Johnson: Who are some of the writers who've influenced you?
Phillips: A whole gamut of people. Initially, and still, most of them are writers who broke the rules in one way or another, or made their own rules. Writers like Faulkner, Burroughs, Bruno Shultz, or Flannery O'Connor. A lot of the Southern writers for their connection to the physical world, and their enslavement to it. A lot of the central European writers, such as Kafka, for his anomie, that almost existential separation from the world, and a lot of language-oriented writers, such as James Agee, because language was my way into writing. Spiritually, I'm attracted to writers who seem to have gone somewhere, who've been to the other side, and have come back to bear witness to that event. That is, writers who can represent other dimensions of being in language, like Katherine Anne Porter, or William Maxwell. A story like Cheever's "The Swimmer," in which a metaphor represents a whole journey into death, compresses time almost miraculously.
Johnson: You also write about people coming of age in the context of family, how children often outgrow the constrained and limited world of their parents, and yet cannot fully come to terms with the wider world beyond the family. In the story "Fast Lanes," for example, there is a desire for safety, yet an unwillingness-or inability-to accept or create safety of one's own.
Phillips: I don't believe in safety. People struggle with wanting to grab safety and hold onto it. When we're children, if our parents do a decent job, we think we're safe. We don't actually know that our parents don't control Ebola or "mad cow disease." If we grow up inside some kind of safety, there's a period of time in which we struggle with realizing that there wasn't ever the kind of safety we thought we lived inside. Then we come into the situation of trying to provide safety in our lives for our partners, for our children, for our families, or ourselves. The stories in Fast Lanes, and a lot of other work I've done, have been about the struggle to accept the fact that there is no safety. It's interesting to look at the ways that different cultures represent the way the world is supposed to be. For instance, the Buddhist idea that life is suffering is one way of looking at it, that what we're here to do is to learn compassion. It's not about getting as much as we can get. It's about finding out what things mean and connecting one thing to another, and deepening the spiral into meaning. This is not a random universe; life is not random. Art stands against the notion that this is simply where we find ourselves and life is meaningless. Art makes its own meaning. It evokes the connections between us, and the existence of a dimension bigger than us, a dimension that holds time inside it, which is something we cannot understand. We now know how many genes there are, but we have no idea how they work. How language and speech operate inside a culture is just as various as the information genes hold and where they hold it.

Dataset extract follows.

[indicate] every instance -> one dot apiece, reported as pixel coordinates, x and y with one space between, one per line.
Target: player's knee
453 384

Johnson: What is the role of autobiography in your fiction?
Phillips: It's a starting point, much in the way that physical details are a starting point for writing about meaning and time and dimension. The reader should think that whatever you write is autobiographical, because they should be convinced intensely of the reality of the piece. They should feel that it comes from somewhere very deep in the writer. But the minute you work in language or fiction, there's a translation that occurs-like the translation from one language to another, from book to film, thought to speech. Life and art are such different forms of being. One fears death; the other subverts it.
Johnson: When you're writing a short story, what do you look for in an ending?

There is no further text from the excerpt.